But if, as Labor MPs are fond of pointing out when it is taxpayers’ money being spent, education is an ‘investment’ then what matters here is not just what students spend, but what they get in return for their money. One reason US universities have been able to charge relatively high sums is that the income premium from having a degree is high in America compared to other countries. In Education at a Glance it is put at 81% more than people with ‘upper secondary and post-secondary non-tertiary education’, while Australian graduates in 2001 earned only 43% more. Australia’s high minimum wage is part of the explanation, but perhaps also a disinclination by Australian employers to pay too much for the standard-product Australian graduate.

Without any politicians noticing, the ABS has recently issued the latest Education and Training Experience survey, which we can compare with earlier surveys. Intriguingly, this suggests that the income premium for bachelor degree only holders over people with Year 12 education only (I can’t replicate the OECD comparison on the published figures) went down between 2001 and 2005, from 50% to 47%. Using the RBA’s handy inflation calculator I estimate that average full-time bachelor degree holders’ income went up in real terms by a miserable $4 a week in those years, compared to $21 for people with a Year 12 education only (2005 $).

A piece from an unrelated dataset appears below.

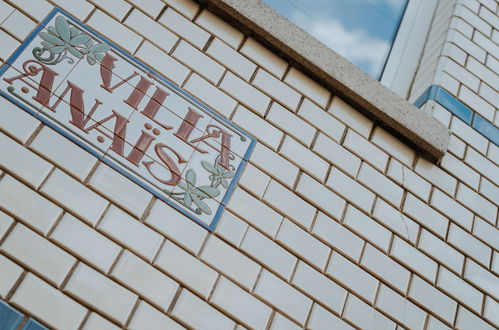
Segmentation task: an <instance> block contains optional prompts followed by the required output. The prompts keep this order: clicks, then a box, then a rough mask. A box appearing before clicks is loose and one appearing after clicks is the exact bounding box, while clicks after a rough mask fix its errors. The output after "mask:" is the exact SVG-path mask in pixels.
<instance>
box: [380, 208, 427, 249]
mask: <svg viewBox="0 0 499 330" xmlns="http://www.w3.org/2000/svg"><path fill="white" fill-rule="evenodd" d="M373 217H374V219H376V220H378V222H381V223H383V224H384V225H385V226H387V227H388V228H390V230H392V231H394V232H396V233H398V234H399V235H400V236H402V237H403V238H405V239H407V240H409V241H410V242H412V243H413V244H415V243H416V239H417V237H418V232H419V225H418V224H417V223H416V222H415V221H413V220H412V219H411V218H408V217H407V216H405V215H403V214H402V213H401V212H400V211H399V210H397V209H396V208H394V207H393V206H391V205H390V204H388V203H387V202H385V201H383V200H382V199H378V200H377V201H376V205H375V207H374V212H373Z"/></svg>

What could be causing this sluggish performance in a strong economy? It is true that universities and the immigration department continue to push up the number of graduates in the economy. As the ABS Education and Work survey shows, the share of the workforce with a degree increased by about two percentage points in those years. And while the absolute number of graduates working in jobs that are very unlikely to require degrees increased by about 40,000, that was a slight decline in the overall percentage.

One possible explanation is not that under-utilised graduates are pulling bachelor-degree average earnings down, but that higher-income earners are being increasingly counted elsewhere, among those with a postgraduate degree as their highest qualification.

Like that other deregulated ‘US style’ market, overseas students, postgraduate enrolments have boomed over recent years. As DEST’s data shows, postgraduate course completions more than doubled between 2000 and 2004. And unlike bachelor degree holders, their weekly income did increase significantly between 2001 and 2005, by $86 a week.

This is probably not just the return on their human capital investment; it is also likely to be related to experience. Compared to 2001, the proportion of 45-54 year olds in 2005 with a bachelor degree as their highest qualification went down, while the proportion with a postgraduate degree went up. In the 35-44 age group both groups went up as a proportion of the total, but the postgraduate degree group grew more. So weak bachelor degree only earnings growth is partly because compared to the past they are, on average, a younger, less experienced, and perhaps less able population.